# Spa Vouchers



## Maz25 (Jul 6, 2008)

I've got a really good friend who will be celebrating her birthday in January. I'd love to give her a spa treatment. I'm thinking that she would love a massage or a facial but just in case I am wrong, I would prefer that she has a choice.

I've checked out Dreamdays but most of their spa treatments are in Dubai. My friend lives in Abu Dhabi and whilst I'm sure that she would drive to Dubai, I do not want her to have to drive over 2 hours there and back, just for a facial or massage.

So, million dollar question!

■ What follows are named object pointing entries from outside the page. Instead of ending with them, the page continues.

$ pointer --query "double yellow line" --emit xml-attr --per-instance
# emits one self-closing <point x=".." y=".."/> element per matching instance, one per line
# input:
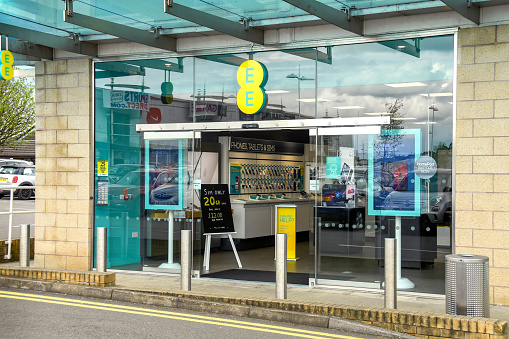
<point x="172" y="315"/>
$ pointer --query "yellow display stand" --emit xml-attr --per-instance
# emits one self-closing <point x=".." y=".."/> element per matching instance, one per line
<point x="286" y="222"/>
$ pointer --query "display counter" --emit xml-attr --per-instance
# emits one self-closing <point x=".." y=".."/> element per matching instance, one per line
<point x="255" y="218"/>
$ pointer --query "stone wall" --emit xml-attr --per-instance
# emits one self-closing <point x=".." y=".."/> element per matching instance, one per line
<point x="64" y="172"/>
<point x="482" y="162"/>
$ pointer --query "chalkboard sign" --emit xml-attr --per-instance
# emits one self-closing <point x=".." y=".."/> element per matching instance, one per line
<point x="216" y="209"/>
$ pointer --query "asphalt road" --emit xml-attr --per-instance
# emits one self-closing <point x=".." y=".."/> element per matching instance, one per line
<point x="44" y="315"/>
<point x="17" y="205"/>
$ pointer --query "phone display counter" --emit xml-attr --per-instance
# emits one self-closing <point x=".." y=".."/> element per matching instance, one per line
<point x="255" y="218"/>
<point x="418" y="240"/>
<point x="341" y="230"/>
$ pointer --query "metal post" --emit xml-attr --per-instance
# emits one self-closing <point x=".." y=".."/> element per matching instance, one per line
<point x="391" y="275"/>
<point x="101" y="249"/>
<point x="24" y="246"/>
<point x="185" y="260"/>
<point x="281" y="266"/>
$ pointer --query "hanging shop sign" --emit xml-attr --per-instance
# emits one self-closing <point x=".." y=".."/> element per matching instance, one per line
<point x="425" y="167"/>
<point x="265" y="146"/>
<point x="6" y="68"/>
<point x="205" y="108"/>
<point x="125" y="99"/>
<point x="252" y="77"/>
<point x="393" y="187"/>
<point x="216" y="209"/>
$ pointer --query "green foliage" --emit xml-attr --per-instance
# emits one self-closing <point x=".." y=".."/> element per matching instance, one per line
<point x="17" y="111"/>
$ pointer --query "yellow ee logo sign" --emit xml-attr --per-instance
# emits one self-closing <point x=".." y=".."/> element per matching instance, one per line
<point x="252" y="77"/>
<point x="6" y="70"/>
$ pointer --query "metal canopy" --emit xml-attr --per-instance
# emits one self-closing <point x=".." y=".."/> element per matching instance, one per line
<point x="50" y="40"/>
<point x="334" y="16"/>
<point x="27" y="49"/>
<point x="153" y="39"/>
<point x="238" y="30"/>
<point x="466" y="9"/>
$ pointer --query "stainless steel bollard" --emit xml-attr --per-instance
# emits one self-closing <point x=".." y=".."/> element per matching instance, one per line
<point x="185" y="259"/>
<point x="391" y="274"/>
<point x="281" y="276"/>
<point x="24" y="246"/>
<point x="102" y="249"/>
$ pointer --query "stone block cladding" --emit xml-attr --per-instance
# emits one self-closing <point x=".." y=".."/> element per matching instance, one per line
<point x="64" y="166"/>
<point x="482" y="152"/>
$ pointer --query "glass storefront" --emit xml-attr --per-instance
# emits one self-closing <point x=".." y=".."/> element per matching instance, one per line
<point x="360" y="188"/>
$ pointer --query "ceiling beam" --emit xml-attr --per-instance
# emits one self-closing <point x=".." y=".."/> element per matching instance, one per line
<point x="334" y="16"/>
<point x="27" y="48"/>
<point x="466" y="9"/>
<point x="49" y="40"/>
<point x="232" y="28"/>
<point x="153" y="39"/>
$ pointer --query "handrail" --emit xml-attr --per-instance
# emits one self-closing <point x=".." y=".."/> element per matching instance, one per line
<point x="12" y="188"/>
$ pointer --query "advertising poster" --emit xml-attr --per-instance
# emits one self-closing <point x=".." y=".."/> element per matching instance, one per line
<point x="164" y="175"/>
<point x="393" y="187"/>
<point x="216" y="209"/>
<point x="235" y="178"/>
<point x="333" y="168"/>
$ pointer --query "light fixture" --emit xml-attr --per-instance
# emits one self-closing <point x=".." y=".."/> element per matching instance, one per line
<point x="406" y="84"/>
<point x="446" y="94"/>
<point x="348" y="107"/>
<point x="312" y="100"/>
<point x="346" y="130"/>
<point x="277" y="91"/>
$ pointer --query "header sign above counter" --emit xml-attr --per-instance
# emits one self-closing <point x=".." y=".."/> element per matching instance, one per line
<point x="265" y="146"/>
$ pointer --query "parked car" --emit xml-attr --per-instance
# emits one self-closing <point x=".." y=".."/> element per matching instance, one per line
<point x="17" y="175"/>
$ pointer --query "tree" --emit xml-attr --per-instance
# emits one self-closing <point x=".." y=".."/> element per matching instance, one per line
<point x="17" y="111"/>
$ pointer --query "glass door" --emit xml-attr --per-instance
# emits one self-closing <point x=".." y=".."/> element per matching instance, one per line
<point x="345" y="235"/>
<point x="171" y="196"/>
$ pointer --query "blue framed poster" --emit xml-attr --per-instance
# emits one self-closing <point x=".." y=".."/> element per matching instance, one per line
<point x="393" y="187"/>
<point x="164" y="179"/>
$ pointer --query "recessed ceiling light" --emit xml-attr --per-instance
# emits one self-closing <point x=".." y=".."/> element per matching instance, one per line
<point x="277" y="91"/>
<point x="312" y="100"/>
<point x="348" y="107"/>
<point x="447" y="94"/>
<point x="406" y="84"/>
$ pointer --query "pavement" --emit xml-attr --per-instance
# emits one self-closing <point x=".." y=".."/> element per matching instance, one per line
<point x="138" y="286"/>
<point x="413" y="302"/>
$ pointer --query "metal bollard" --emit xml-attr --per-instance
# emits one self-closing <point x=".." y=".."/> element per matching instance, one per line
<point x="24" y="246"/>
<point x="281" y="276"/>
<point x="102" y="250"/>
<point x="391" y="279"/>
<point x="185" y="259"/>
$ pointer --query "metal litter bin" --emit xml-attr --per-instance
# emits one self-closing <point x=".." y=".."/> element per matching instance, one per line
<point x="467" y="285"/>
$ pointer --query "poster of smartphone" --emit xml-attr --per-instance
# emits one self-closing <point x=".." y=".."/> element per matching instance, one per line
<point x="393" y="187"/>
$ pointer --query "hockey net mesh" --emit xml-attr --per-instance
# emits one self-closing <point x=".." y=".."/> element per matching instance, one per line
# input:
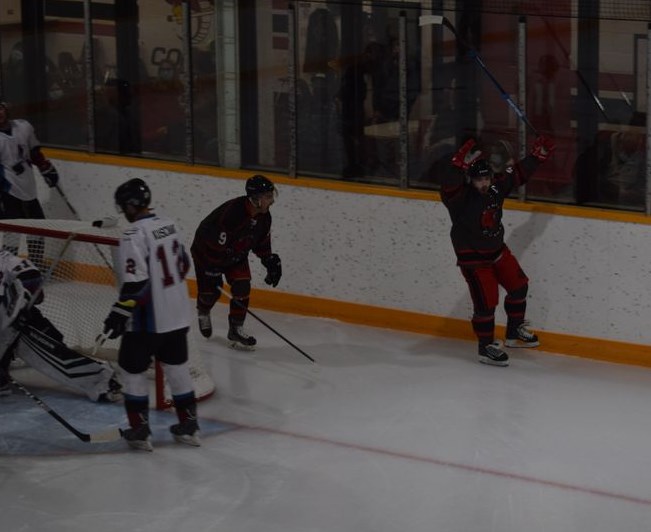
<point x="79" y="291"/>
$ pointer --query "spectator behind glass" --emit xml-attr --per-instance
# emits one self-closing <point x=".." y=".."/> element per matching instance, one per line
<point x="612" y="171"/>
<point x="163" y="118"/>
<point x="350" y="101"/>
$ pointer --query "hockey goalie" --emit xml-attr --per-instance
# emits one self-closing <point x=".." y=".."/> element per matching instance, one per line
<point x="25" y="333"/>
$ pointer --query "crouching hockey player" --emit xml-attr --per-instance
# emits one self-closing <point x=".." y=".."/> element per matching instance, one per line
<point x="26" y="334"/>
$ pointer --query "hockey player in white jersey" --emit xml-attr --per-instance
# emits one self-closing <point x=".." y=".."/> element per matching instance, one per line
<point x="26" y="334"/>
<point x="19" y="150"/>
<point x="152" y="315"/>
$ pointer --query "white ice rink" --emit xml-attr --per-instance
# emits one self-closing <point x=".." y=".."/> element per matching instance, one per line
<point x="387" y="432"/>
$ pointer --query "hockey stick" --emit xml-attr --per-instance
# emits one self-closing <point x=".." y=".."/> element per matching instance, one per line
<point x="584" y="82"/>
<point x="427" y="20"/>
<point x="237" y="302"/>
<point x="106" y="436"/>
<point x="99" y="437"/>
<point x="76" y="215"/>
<point x="99" y="342"/>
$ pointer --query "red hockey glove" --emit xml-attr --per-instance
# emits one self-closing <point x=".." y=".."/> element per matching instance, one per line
<point x="466" y="156"/>
<point x="50" y="175"/>
<point x="542" y="148"/>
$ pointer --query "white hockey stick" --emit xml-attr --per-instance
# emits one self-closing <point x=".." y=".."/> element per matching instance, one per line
<point x="99" y="437"/>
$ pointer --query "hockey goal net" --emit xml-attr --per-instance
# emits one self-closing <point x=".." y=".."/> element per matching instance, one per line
<point x="81" y="288"/>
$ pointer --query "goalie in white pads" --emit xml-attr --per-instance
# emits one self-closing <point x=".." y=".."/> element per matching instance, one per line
<point x="152" y="315"/>
<point x="27" y="334"/>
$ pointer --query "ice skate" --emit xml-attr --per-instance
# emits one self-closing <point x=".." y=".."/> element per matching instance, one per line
<point x="5" y="385"/>
<point x="139" y="438"/>
<point x="521" y="336"/>
<point x="493" y="355"/>
<point x="240" y="339"/>
<point x="186" y="433"/>
<point x="205" y="325"/>
<point x="113" y="394"/>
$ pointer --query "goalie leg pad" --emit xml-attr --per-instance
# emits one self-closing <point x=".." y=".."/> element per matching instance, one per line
<point x="63" y="365"/>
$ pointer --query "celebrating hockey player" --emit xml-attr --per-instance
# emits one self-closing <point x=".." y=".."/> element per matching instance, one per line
<point x="27" y="334"/>
<point x="474" y="196"/>
<point x="152" y="315"/>
<point x="221" y="248"/>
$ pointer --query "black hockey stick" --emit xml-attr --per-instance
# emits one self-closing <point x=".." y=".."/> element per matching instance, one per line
<point x="99" y="437"/>
<point x="106" y="436"/>
<point x="426" y="20"/>
<point x="229" y="296"/>
<point x="584" y="82"/>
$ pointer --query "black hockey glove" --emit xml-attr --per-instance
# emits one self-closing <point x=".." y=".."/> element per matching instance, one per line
<point x="50" y="175"/>
<point x="116" y="322"/>
<point x="274" y="269"/>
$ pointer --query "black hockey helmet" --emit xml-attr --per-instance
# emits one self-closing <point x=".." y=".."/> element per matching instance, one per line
<point x="258" y="184"/>
<point x="134" y="192"/>
<point x="479" y="169"/>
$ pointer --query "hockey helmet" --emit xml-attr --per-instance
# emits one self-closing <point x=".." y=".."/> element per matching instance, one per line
<point x="258" y="184"/>
<point x="134" y="192"/>
<point x="479" y="169"/>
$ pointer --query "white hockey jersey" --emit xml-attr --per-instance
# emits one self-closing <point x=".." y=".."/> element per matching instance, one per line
<point x="152" y="250"/>
<point x="15" y="152"/>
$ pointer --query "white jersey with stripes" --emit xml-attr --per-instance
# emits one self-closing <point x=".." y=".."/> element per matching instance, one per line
<point x="152" y="250"/>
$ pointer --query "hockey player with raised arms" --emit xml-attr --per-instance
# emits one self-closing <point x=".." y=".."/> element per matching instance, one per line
<point x="474" y="196"/>
<point x="28" y="335"/>
<point x="221" y="249"/>
<point x="152" y="315"/>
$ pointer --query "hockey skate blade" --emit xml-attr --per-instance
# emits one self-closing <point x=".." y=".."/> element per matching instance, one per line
<point x="237" y="346"/>
<point x="187" y="439"/>
<point x="515" y="343"/>
<point x="140" y="445"/>
<point x="428" y="20"/>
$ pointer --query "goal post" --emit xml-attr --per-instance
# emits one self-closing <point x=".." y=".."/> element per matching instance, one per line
<point x="83" y="286"/>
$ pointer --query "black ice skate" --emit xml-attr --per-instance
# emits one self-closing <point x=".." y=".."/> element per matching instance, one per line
<point x="5" y="385"/>
<point x="113" y="394"/>
<point x="521" y="336"/>
<point x="138" y="438"/>
<point x="205" y="325"/>
<point x="493" y="355"/>
<point x="186" y="432"/>
<point x="239" y="339"/>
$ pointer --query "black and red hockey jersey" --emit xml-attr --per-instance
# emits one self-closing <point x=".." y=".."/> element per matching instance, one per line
<point x="227" y="235"/>
<point x="477" y="232"/>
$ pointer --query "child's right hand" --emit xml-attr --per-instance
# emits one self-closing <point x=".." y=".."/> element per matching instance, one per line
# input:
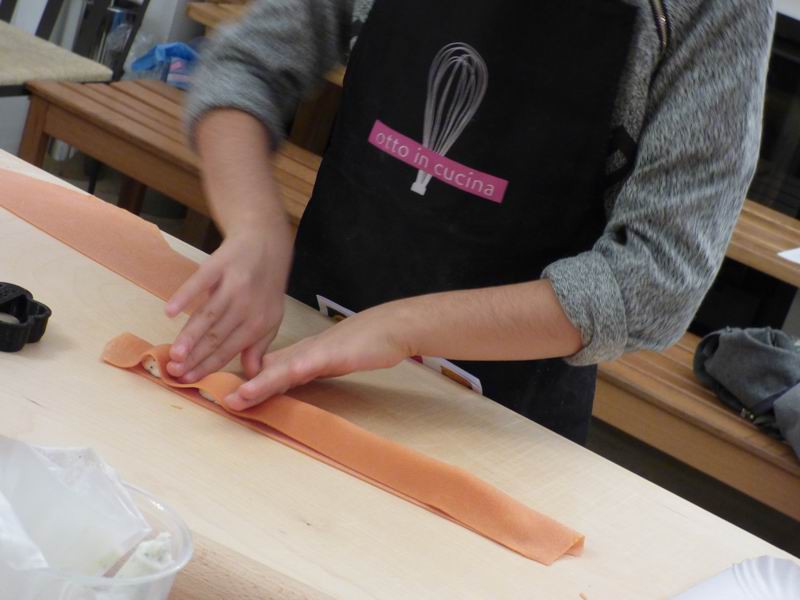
<point x="244" y="283"/>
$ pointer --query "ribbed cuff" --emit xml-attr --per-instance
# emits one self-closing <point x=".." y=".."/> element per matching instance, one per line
<point x="212" y="90"/>
<point x="588" y="292"/>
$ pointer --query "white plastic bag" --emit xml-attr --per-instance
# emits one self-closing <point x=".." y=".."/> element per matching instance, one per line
<point x="65" y="508"/>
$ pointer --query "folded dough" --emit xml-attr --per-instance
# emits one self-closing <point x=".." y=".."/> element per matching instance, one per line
<point x="437" y="486"/>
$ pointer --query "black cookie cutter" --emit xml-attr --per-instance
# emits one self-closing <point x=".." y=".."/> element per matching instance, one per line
<point x="32" y="316"/>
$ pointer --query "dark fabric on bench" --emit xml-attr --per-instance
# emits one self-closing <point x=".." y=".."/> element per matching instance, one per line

Does anyone know of a spa in Abu Dhabi that offer gift vouchers that I could purchase and offer as a gift or even a website equivalent to Dreamdays that is more oriented to Abu Dhabi residents?

Thanks in advance.


----------



## stewart (Jun 21, 2009)

You could try this one.
A friend of the missus said it is great but pricey
http://http://www.valley-rose.com/


----------



## Maz25 (Jul 6, 2008)

stewart said:


> You could try this one.
> A friend of the missus said it is great but pricey
> http://www.valley-rose.com/


Thanks Stewart.


----------



## Moe78 (Oct 29, 2010)

Those GoNabit and Cobone guys always have some spa or similar deal going.


----------



## Maz25 (Jul 6, 2008)

Moe78 said:


> Those GoNabit and Cobone guys always have some spa or similar deal going.


Thanks Moe. Will check those out.


----------